Not failure of will.
The government are doing exactly what they’ve always done: prioritising their aging, affluent constituency.
Meanwhile the ALP are chasing their tail trying to win back their own “heartland”.
That would be blue collar workers-AKA coal miners on 150000 per year.
Sweet Jesus.
Get me outta here.
You forgot the tunnel diggers in their bright blue designer work clothes on 300,000 a year
Debt-to-income indicators were used in the eighties and early 90’s. I was in the banking game then. But when the CBA was privatised and banks amalgamated creating the “Big 4” the whole game gradually changed. You only have to look at the Banking RC that showed how standards have changed.
Brokers are also an issue as they want their commission and have been found wanting in their standards at times as well. Mind you not all brokers do this, but like everything a few bad apples.
NZ are on the right track and we urgently need to do something about negative gearing or future generations will not ever get into the housing market.
Hard to tell if NZ is doing any better than Oz as the changes mentioned are new and their effect TBD.
NZ did ban foreign speculators a while ago, even before Covid. But there are likely easy ways to get around the intent. Even so kiwi housing has the same rocket under it as Oz housing.
My understanding is Auckland is as or more expensive than Sydney!! Crazy land!!
The only real difference is the LNP are totally behind screwing first home buyers – and Labor are terrified of frightening the horses after Shortens shock defeat.
So full marks to Ardern for trying – whether it makes any difference is TBD.
A land of haves and never-will-haves. The latter being doubly cursed.
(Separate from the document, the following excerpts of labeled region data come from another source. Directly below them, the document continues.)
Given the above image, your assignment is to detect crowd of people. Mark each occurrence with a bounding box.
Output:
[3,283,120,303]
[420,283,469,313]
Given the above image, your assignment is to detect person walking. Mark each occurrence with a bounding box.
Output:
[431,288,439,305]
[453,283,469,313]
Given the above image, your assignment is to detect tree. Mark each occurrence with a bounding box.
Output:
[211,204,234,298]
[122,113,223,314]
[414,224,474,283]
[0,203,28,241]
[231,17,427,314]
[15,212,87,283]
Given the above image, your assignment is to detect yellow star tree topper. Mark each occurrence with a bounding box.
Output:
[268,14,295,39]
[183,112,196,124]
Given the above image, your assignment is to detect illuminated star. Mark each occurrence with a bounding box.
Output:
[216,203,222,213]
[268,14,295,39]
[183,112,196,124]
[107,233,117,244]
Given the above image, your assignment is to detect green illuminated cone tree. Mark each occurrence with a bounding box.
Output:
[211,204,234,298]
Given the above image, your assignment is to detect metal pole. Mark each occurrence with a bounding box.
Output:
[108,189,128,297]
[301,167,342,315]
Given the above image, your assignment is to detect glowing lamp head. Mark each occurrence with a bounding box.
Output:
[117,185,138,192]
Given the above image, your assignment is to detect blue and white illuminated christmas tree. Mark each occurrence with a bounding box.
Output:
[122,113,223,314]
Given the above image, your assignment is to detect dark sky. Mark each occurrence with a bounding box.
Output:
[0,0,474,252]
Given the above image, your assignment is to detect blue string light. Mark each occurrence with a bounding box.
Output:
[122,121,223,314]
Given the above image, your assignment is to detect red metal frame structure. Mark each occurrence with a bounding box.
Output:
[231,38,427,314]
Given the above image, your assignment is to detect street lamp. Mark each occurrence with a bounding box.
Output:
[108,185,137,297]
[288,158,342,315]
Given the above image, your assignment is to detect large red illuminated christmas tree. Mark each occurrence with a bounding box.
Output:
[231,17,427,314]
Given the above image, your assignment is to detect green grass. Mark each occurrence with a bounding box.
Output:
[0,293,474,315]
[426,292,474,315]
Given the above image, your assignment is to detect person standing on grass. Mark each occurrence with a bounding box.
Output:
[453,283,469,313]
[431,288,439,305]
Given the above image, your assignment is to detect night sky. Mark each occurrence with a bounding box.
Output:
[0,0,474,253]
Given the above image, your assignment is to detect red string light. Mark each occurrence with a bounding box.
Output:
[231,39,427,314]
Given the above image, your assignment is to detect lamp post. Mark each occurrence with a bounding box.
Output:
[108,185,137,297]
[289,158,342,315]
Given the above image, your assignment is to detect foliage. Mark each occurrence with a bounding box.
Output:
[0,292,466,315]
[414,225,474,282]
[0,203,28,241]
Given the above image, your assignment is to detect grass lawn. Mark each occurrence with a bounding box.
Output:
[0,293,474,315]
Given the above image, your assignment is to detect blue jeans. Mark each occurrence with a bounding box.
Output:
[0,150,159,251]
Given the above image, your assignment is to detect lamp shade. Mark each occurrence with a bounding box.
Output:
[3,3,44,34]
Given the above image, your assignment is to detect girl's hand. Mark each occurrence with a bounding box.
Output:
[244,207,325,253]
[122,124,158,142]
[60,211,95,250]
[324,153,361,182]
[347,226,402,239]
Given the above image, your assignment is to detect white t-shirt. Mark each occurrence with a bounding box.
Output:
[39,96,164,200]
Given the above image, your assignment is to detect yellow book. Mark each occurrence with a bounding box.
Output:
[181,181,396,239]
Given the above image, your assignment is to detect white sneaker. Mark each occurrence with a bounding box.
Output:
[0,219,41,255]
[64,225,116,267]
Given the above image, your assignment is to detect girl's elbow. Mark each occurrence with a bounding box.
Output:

In a society of such self-diagnosed “egalitarianism” there is a barely submerged vein of selfishness – and we have just the government to tap that vein, to feed off it, in return for feeding it intravenously.
When this government-fueled and -blessed, over-heated market (that discriminates against and disenfranchises the less well off) eventually vents there’ll be kismet slime from one end of the country to the other.
…. Or if interest rates rise….
The homeless crisis will just grow and grow. Given the lack of resolve to address the clear failures in the social and affordable housing sectors by our state governments and the Federal LNP government’s insistance on the primacy of private negatively geared nvestors, what hope is there. Why cant we change tack and provide 100% tax relief for mortgage interest payments for owner-occupied dwellings valued under $1M and as long as they held no other interests in real estate. If we can assist negative hearers and dividend holders, why not the family abode for low income owners?